2020-08-18 本文已影响0人 MR丿VINCENT

keyboard

谈谈“锁”

说起Java的锁，脑袋里第一反应就是关键字synchronized.这是Java提供的基于语言级别的锁，底层是通过cup指令来实现的。对于使用者来说非常简单，容易上手。然而也有一些小缺陷。在早期的jvm中synchronized性能不是太好，而且加锁和释放锁不是很灵活，比如只能在程序正常执行完成和抛出异常时释放锁，对锁的持有很“执着”，获取锁的时候没法设置超时时间等。

除了jvm层面实现的锁之外，JDK中也提供了另外的锁实现。下面从一个例子说起。

ReentrantLock

public void test0() throws InterruptedException {
        ReentrantLock lock = new ReentrantLock();

        Thread t1 = new Thread(() -> {
            boolean b = lock.hasQueuedThreads();
            System.out.println("t1"+ b);
            lock.lock();
            System.out.println("t1 start working...");
            try {
                for (int i = 0; i < 10; i++) {
                    System.out.println("t1 do working...");
                    TimeUnit.SECONDS.sleep(1);
                }
            } catch (InterruptedException e) {
                e.printStackTrace();
            } finally {
                lock.unlock();
            }
        });

        Thread t2 = new Thread(() -> {
            boolean b = lock.hasQueuedThreads();
            System.out.println("t2"+ b);
            lock.lock();
            System.out.println("t2 start working...");
            try {
                for (int i = 0; i < 10; i++) {
                    TimeUnit.SECONDS.sleep(1);
                    System.out.println("t2 do working... ");
                }
            } catch (InterruptedException e) {
                e.printStackTrace();
            } finally {
                lock.unlock();
            }
        });
        

        Thread t3 = new Thread(() -> {
            boolean b = lock.hasQueuedThreads();
            System.out.println("t3"+ b);
            lock.lock();
            System.out.println("t3 start working...");
            try {
                for (int i = 0; i < 10; i++) {
                    TimeUnit.SECONDS.sleep(1);
                    System.out.println("t3 do working... ");
                }
            } catch (InterruptedException e) {
                e.printStackTrace();
            } finally {
                lock.unlock();
            }
        });

        t1.start();
        t2.start();
        t3.start();
        t1.join();
        t2.join();
        t3.join();
        System.out.println("++++finished++++");
    }

很容易看出，demo中使用了ReentrantLock来作为锁来对三个线程进行协调，确保三个线程顺序执行。使用方式也很简单：在需要保护的代码前后使用lock和unlock即可。

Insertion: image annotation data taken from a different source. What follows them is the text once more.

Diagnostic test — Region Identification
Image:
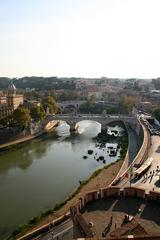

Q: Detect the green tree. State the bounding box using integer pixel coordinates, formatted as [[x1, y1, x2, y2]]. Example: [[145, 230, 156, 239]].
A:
[[42, 96, 58, 114], [107, 107, 117, 114], [13, 107, 31, 128], [120, 96, 135, 113], [31, 106, 45, 121], [89, 94, 97, 103], [153, 108, 160, 121]]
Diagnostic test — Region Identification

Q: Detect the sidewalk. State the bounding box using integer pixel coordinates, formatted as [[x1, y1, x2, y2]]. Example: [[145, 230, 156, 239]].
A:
[[0, 132, 44, 150]]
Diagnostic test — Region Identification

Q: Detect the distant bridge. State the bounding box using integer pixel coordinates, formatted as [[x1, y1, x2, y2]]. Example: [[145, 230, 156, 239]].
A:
[[47, 114, 138, 130]]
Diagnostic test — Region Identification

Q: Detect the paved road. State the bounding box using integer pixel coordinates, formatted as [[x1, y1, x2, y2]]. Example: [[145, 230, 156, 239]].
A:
[[132, 136, 160, 192], [35, 219, 73, 240]]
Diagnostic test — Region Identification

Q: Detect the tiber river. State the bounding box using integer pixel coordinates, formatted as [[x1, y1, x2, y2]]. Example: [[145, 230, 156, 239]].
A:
[[0, 121, 122, 239]]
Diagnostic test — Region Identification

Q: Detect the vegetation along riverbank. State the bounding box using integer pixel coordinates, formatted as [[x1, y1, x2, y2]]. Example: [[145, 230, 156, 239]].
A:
[[10, 122, 128, 239]]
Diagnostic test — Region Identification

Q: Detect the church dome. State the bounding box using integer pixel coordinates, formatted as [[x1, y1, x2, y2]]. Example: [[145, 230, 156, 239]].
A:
[[8, 83, 16, 96], [8, 83, 16, 90]]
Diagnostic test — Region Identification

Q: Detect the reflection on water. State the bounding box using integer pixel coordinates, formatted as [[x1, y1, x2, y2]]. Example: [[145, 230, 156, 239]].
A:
[[0, 121, 123, 239]]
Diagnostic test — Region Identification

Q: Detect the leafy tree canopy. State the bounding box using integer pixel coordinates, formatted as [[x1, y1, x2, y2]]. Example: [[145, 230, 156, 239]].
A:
[[13, 107, 31, 128]]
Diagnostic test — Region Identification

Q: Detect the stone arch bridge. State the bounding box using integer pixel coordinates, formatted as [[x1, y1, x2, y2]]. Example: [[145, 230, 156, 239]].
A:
[[48, 114, 140, 135]]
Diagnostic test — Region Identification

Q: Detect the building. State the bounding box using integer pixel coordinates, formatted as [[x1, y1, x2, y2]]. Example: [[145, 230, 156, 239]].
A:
[[0, 83, 24, 119]]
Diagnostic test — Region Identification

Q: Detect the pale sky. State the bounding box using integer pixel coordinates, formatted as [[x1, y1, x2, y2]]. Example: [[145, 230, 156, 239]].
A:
[[0, 0, 160, 78]]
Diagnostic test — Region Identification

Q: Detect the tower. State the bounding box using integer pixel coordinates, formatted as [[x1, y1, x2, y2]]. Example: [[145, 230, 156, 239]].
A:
[[7, 83, 23, 110]]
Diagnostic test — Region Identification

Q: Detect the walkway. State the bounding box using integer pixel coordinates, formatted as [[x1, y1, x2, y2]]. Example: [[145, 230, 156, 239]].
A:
[[132, 136, 160, 192], [0, 132, 43, 150]]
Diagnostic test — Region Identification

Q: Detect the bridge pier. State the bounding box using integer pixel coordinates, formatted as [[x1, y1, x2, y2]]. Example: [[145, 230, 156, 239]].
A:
[[69, 122, 76, 132]]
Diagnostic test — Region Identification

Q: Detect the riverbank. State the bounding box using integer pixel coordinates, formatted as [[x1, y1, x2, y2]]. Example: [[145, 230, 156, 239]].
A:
[[8, 123, 128, 239], [10, 159, 123, 239]]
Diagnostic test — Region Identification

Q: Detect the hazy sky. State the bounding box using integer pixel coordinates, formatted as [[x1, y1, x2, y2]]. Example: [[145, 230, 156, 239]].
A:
[[0, 0, 160, 78]]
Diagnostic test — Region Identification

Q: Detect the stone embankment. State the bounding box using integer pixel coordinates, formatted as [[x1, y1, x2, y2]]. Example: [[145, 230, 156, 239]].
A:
[[14, 117, 151, 240], [112, 120, 151, 187]]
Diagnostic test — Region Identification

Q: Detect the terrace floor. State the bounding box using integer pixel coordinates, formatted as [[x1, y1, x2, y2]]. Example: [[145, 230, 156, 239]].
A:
[[74, 196, 160, 237]]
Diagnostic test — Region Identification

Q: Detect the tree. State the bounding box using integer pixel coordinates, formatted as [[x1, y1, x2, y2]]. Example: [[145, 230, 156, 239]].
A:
[[13, 107, 31, 128], [89, 94, 97, 103], [121, 96, 135, 113], [31, 106, 45, 121], [42, 96, 58, 114], [153, 108, 160, 121], [107, 107, 117, 114]]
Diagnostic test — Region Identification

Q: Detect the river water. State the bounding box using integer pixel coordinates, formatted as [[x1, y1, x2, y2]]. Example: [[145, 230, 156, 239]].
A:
[[0, 121, 121, 239]]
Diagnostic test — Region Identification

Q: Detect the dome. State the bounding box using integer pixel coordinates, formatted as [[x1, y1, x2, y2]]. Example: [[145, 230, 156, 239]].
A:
[[8, 83, 16, 96], [8, 83, 16, 90]]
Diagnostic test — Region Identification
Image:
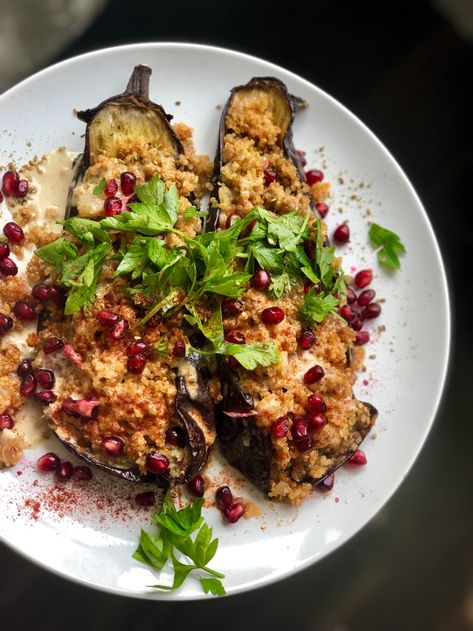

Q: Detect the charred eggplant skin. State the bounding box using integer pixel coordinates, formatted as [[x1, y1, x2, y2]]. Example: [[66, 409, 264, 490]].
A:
[[205, 77, 316, 232]]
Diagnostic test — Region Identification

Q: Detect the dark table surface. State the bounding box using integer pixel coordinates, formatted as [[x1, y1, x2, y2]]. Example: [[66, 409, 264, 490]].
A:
[[0, 0, 473, 631]]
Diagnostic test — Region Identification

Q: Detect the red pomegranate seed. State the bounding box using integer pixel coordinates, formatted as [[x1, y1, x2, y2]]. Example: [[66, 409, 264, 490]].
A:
[[0, 256, 18, 276], [271, 416, 289, 438], [104, 179, 118, 197], [355, 330, 370, 346], [348, 449, 368, 466], [43, 337, 64, 355], [358, 289, 376, 307], [261, 307, 286, 324], [305, 169, 324, 186], [0, 412, 15, 432], [56, 460, 74, 482], [307, 411, 328, 433], [135, 491, 156, 508], [361, 302, 381, 320], [263, 169, 276, 186], [15, 180, 29, 198], [223, 502, 245, 524], [172, 340, 186, 357], [0, 313, 13, 335], [3, 221, 25, 243], [100, 436, 125, 458], [307, 394, 327, 414], [315, 202, 330, 219], [20, 373, 37, 397], [34, 368, 55, 390], [34, 390, 57, 405], [304, 364, 325, 385], [222, 298, 243, 318], [215, 486, 233, 510], [126, 353, 146, 375], [299, 331, 316, 351], [0, 241, 10, 259], [166, 427, 187, 447], [120, 171, 136, 195], [37, 451, 61, 473], [251, 269, 271, 289], [187, 475, 205, 497], [2, 171, 20, 197], [72, 466, 92, 482], [355, 269, 373, 289], [224, 331, 245, 344], [103, 197, 122, 217], [13, 301, 36, 322], [146, 451, 169, 475], [333, 223, 350, 244]]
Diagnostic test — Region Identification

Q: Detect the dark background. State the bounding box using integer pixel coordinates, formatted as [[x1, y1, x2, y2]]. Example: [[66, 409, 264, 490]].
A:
[[0, 0, 473, 631]]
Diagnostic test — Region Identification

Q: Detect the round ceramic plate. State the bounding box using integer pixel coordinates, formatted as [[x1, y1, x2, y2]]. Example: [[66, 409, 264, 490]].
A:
[[0, 43, 450, 599]]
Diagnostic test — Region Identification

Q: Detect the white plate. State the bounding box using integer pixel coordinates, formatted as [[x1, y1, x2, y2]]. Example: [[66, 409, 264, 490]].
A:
[[0, 43, 450, 600]]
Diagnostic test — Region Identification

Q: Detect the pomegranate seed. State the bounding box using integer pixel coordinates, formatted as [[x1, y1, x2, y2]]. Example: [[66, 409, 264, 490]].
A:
[[0, 256, 18, 276], [215, 486, 233, 510], [355, 269, 373, 289], [361, 302, 381, 320], [263, 169, 276, 186], [348, 449, 368, 466], [34, 390, 57, 405], [108, 318, 129, 342], [172, 340, 186, 357], [358, 289, 376, 307], [15, 180, 29, 198], [317, 473, 335, 491], [355, 330, 370, 346], [135, 491, 156, 508], [305, 169, 324, 186], [34, 370, 55, 390], [271, 416, 289, 438], [103, 197, 122, 217], [126, 353, 146, 375], [299, 331, 315, 351], [2, 171, 20, 197], [31, 283, 49, 302], [56, 460, 74, 482], [223, 502, 245, 524], [120, 171, 136, 195], [37, 451, 61, 473], [13, 302, 36, 322], [251, 269, 271, 289], [72, 466, 92, 482], [225, 213, 240, 228], [126, 340, 148, 357], [307, 394, 327, 414], [104, 179, 118, 197], [146, 451, 169, 475], [20, 373, 37, 397], [3, 221, 25, 243], [100, 436, 125, 458], [0, 412, 15, 432], [304, 364, 325, 385], [0, 313, 13, 335], [0, 241, 10, 259], [222, 298, 243, 318], [315, 202, 330, 219], [166, 427, 187, 447], [43, 337, 64, 355], [307, 412, 328, 433], [224, 331, 245, 344], [333, 223, 350, 244], [261, 307, 286, 324], [187, 475, 205, 497]]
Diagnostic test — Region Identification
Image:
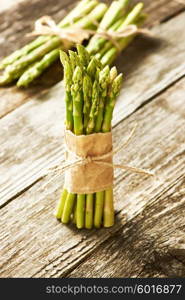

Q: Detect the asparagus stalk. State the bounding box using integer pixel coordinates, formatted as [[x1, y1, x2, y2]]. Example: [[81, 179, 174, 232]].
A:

既然ReentrantLock能提供和synchronized一样的锁机制，那必须得看看到底这个“锁”有什么黑魔法。

ReentrantLock和AbstractQueuedSynchronizer之加锁

加锁其实是一个很容易理解的过程，其中我认为有点绕的是node结点之间链的摘除和建立，毕竟数据结构的基础还是比较弱，稍微多绕几圈就被整蒙圈了。
在研究AQS锁实现之前得聊一下什么是“公平”和“非公平”锁。所谓公平锁遵循先来的先获得锁，翻译成白话就是大家都是在排队的；而非公平锁则反之，只要有获取锁的机会，那就不顾一切去抢，不排队。

ReentrantLock默认的实现为非公平锁。理论上来说非公平锁比公平锁效率更高。当然也可以通过指定参数来区分是否使用公平锁。

public ReentrantLock() {
    sync = new NonfairSync();
}

public ReentrantLock(boolean fair) {
    sync = fair ? new FairSync() : new NonfairSync();
}
// ReentrantLock中的lock方法其实
public void lock() {
    sync.lock();
}

static final class NonfairSync extends Sync {
    //...
    final void lock() {
        if (compareAndSetState(0, 1))
            setExclusiveOwnerThread(Thread.currentThread());
        else
            acquire(1);
    }
}
abstract static class Sync extends AbstractQueuedSynchronizer {
    abstract void lock();
    //...
}

NonfairSync作为内部类继承自Sync,而Sync继承自AbstractQueuedSynchronizer。
说白了其实就是个模版方法，AQS提供基础实现，子类根据自己需要去自定义不同的逻辑。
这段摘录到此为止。